Dr BR Ambedkar recognized that the purpose of constitutions has been to limit state power in order to preserve the freedom of the individual. Ambedkar argued that fundamental rights must ‘eliminate the possibility of the more powerful having the power to impose arbitrary restraints on the less powerful by withdrawing from the control he has over the economic life of the people’.
The purpose of labour laws was to mitigate the imbalance of power between capitalists and labour. They ought to aim to secure the ‘rights to life, liberty, and the pursuit of happiness’ in both the public and the private spheres. He said: ‘A labourer not only wants equality but he needs liberty also; it is really intolerable and detrimental where the system proposes equality but denies liberty. The constitution in which equilibrium, of the both is established….is the ideal constitution for the labourers.’

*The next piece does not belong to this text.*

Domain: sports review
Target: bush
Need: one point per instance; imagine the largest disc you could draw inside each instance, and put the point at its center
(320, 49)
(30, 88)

Today, Babasaheb Ambedkar’s name is being evoked in a distorted way, to destroy the edifice of the labour protection laws he built to protect the workers.
The trade union movement is now faced with the challenge of fighting ruthless corporate power with successive governments stripping workers of their rights by making the rights guaranteed to them under the Indian Constitution meaningless. Workers are being disenfranchised.